In a world where saving water is becoming increasingly important, a startup that just graduated from the MIT delta v program is trying to bring something to the table. Infinite Cooling is not addressing the crisis of potable water: instead, they’re trying to save and recycle water that goes into power plants.
Power plants, huge industrial facilities that generate electricity, are the biggest users of water in the U.S., Infinite Cooling co-founder Maher Damak explained in an interview. Power plants use water to cool down the facility. The price for using water to cool down extremely hot areas is that part of the water evaporates into the atmosphere and is typically wasted.

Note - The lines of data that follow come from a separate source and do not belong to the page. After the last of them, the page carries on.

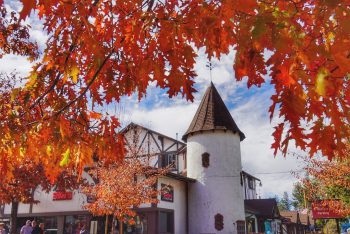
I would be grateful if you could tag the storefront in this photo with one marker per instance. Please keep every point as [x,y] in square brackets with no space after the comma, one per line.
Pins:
[63,212]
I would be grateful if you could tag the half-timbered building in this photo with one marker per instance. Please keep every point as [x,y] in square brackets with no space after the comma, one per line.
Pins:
[202,192]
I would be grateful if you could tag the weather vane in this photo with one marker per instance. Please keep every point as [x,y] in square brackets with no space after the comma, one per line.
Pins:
[210,66]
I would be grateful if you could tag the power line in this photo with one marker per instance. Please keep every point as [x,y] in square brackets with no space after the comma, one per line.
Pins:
[277,172]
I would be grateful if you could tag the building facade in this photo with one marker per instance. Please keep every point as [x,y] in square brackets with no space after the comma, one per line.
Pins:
[203,193]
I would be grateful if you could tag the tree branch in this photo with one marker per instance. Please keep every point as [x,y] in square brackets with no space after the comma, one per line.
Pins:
[88,85]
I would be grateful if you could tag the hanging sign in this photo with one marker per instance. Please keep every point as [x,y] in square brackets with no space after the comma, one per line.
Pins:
[62,195]
[324,210]
[90,199]
[167,193]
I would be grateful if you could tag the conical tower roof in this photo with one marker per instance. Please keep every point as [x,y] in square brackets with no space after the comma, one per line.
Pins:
[212,114]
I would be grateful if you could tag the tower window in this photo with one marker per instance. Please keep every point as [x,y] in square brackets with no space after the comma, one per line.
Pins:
[205,160]
[219,222]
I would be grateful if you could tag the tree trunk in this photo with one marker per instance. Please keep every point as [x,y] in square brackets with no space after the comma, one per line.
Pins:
[120,226]
[106,225]
[13,219]
[113,224]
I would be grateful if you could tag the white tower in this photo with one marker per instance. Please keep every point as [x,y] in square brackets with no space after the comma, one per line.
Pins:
[216,202]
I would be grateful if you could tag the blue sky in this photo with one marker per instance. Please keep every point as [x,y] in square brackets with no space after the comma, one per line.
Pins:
[249,108]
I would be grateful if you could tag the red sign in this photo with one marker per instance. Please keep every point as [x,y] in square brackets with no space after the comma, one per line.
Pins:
[62,195]
[323,210]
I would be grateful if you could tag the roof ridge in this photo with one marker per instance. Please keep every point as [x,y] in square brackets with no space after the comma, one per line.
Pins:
[212,114]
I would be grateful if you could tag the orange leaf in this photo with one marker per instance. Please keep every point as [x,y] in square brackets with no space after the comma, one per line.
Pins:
[28,6]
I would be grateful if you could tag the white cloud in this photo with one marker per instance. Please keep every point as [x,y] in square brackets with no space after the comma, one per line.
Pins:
[13,63]
[174,116]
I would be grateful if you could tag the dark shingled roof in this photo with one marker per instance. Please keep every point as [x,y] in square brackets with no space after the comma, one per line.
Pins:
[212,114]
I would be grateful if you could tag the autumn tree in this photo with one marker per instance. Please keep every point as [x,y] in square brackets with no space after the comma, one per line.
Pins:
[121,187]
[329,180]
[98,51]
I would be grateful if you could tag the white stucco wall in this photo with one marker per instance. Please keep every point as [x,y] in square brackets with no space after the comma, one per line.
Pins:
[179,204]
[218,188]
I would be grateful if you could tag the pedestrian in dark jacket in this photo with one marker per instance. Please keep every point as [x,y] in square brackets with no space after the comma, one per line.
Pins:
[36,228]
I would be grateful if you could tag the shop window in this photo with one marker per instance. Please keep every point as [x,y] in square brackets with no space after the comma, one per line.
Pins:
[166,222]
[169,160]
[219,222]
[240,227]
[205,160]
[251,183]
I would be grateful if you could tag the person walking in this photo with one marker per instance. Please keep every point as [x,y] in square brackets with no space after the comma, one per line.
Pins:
[27,228]
[2,228]
[42,228]
[36,228]
[83,230]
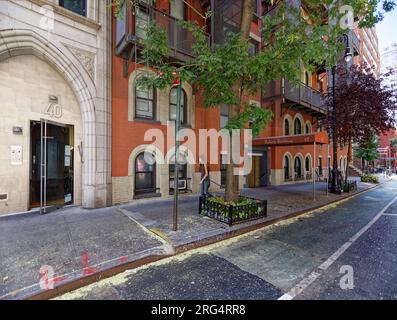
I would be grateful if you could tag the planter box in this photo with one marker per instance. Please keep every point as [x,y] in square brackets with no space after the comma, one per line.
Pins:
[232,214]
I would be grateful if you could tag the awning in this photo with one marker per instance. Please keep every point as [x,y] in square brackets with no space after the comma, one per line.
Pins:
[301,139]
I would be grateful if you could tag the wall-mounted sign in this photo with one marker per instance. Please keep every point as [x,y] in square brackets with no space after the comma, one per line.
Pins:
[17,130]
[54,110]
[16,155]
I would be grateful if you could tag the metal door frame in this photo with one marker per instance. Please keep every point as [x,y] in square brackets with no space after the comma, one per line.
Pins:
[44,209]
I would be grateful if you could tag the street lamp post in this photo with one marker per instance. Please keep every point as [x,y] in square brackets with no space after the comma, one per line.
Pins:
[177,143]
[335,186]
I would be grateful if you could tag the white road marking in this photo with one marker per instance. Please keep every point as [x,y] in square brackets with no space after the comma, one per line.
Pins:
[302,285]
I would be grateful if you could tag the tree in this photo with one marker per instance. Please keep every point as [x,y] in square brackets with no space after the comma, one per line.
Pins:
[393,145]
[364,108]
[227,74]
[368,151]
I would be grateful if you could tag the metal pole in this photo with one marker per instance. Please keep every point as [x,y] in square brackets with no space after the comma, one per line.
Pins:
[313,171]
[335,186]
[328,167]
[45,166]
[41,164]
[177,143]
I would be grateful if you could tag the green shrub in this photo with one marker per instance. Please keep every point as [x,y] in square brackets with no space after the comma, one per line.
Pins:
[239,205]
[369,178]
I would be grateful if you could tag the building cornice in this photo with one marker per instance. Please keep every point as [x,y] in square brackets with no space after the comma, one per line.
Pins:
[69,14]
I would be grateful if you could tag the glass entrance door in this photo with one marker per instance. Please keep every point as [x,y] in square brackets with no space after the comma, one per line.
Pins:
[51,182]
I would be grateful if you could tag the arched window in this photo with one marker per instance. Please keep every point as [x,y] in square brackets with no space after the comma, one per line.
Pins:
[307,164]
[145,173]
[297,126]
[174,105]
[145,105]
[286,127]
[286,168]
[298,167]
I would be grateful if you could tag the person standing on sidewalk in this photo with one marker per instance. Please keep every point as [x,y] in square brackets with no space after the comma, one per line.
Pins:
[205,177]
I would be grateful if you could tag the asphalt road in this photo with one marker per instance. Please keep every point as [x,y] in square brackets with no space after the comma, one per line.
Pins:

“By using our technology to capture that vapor, we can save huge amounts of water and really have an impact on the water crisis that’s happening, for example, in California,” Damak said. Essentially, the company wants to enable power plants to produce the same amount of power while using less water, co-founder Karim Khalil added.
Damak and Khalil, two Ph.D. students of mechanical engineering at MIT, started working on efficient systems to capture foam to produce drinking water in remote areas four years ago. By constantly narrowing down the problem they were trying to solve, they developed a water-capture device that can be retrofitted to an existing cooling tower on an operating power plant. The technology uses electric fields to charge the water and control its course; the charged water can, therefore, be prevented from “escaping” and redirected to a collector.
Khalil added that the device, which looks like a dome-shaped mesh, will be placed on top of the cooling towers of power plants. The size of the device may vary depending on the size of the cooling tower diameter, which falls in the ballpark of 20 feet.
Currently, Damak and Khalil have formed Infinite Cooling as a legal entity and placed third at the Beantown Throwdown – a Boston area’s multi-school student company pitch – last week. They said they will start working full-time on the venture after their graduation in December. The company will be based in Boston to remain close to MIT.